This post is meant to be a short remark about something I noticed today. It is about Tampermonkey, a browser extension for managing User scripts.
Tampermonkey, like Greasemonkey, lets you create and run User scripts. These are small JavaScript snippets that can execute on any URL you want. You can consider them mini-extensions.
Tampermonkey came out as a Greasemonkey alternative for Chrome. Since writing User scripts is a “developer” thing to do, and since pretty much all software development tools are open source, so was Tampermonkey. This quickly allowed them to gather a user base and get contributions from the community.
At some point (around version 2.9), they switched their project to a proprietary license.
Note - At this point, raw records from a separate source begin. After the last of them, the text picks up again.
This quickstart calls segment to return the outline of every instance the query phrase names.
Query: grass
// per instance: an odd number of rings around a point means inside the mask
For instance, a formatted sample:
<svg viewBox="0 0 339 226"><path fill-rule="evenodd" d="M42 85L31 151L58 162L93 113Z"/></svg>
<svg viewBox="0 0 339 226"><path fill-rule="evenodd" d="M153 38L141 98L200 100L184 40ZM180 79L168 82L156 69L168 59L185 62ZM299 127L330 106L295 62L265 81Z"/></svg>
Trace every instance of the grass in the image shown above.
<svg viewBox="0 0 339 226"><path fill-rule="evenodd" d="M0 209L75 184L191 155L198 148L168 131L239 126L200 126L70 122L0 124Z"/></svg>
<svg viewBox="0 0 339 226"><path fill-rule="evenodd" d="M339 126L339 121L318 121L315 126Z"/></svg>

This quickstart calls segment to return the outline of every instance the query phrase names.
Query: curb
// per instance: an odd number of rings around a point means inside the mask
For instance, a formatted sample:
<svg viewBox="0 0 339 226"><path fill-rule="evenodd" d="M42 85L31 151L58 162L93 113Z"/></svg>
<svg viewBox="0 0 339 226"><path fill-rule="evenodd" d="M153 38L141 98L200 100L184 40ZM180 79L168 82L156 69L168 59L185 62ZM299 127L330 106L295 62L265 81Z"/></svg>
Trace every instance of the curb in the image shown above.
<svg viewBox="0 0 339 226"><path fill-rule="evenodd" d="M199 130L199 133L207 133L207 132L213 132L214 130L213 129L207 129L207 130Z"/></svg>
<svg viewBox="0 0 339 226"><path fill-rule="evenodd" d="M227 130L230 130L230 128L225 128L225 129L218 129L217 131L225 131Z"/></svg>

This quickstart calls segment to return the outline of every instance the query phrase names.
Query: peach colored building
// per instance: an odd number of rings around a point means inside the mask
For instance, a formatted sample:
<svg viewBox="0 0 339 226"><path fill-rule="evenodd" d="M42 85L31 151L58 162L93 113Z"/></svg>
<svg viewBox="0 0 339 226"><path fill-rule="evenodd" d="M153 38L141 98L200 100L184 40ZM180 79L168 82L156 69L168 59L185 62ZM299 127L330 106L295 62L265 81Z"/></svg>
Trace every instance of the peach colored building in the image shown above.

They stopped taking contributions of course, and the old version is still on GitHub, so there is no license violation. This post isn’t meant to be a “grab your pitchforks there’s proprietary software” post against Tampermonkey either. I just know that some people don’t want to run non-free software, and their browser might’ve auto-updated to a non-free version.
This was certainly the case for me. I remembered Tampermonkey as an open-source user script manager and started using it, it took me a while to realize the license situation. While this information was available on the Firefox add-ons page, I think it should be more prominent in the install process.
After some time, and with developments like major browsers all implementing the same extension API, Tampermonkey took its place on most Add-On stores. I believe for Firefox at least this was after the license change, so people on FF shouldn’t have had unexpected non-free software.
Tampermonkey alternatives
The most well-known alternative on Firefox is Greasemonkey. You can get Greasemonkey here.
A more cross-platform option might be Violentmonkey. It works on Chrome, Firefox, and many other browsers.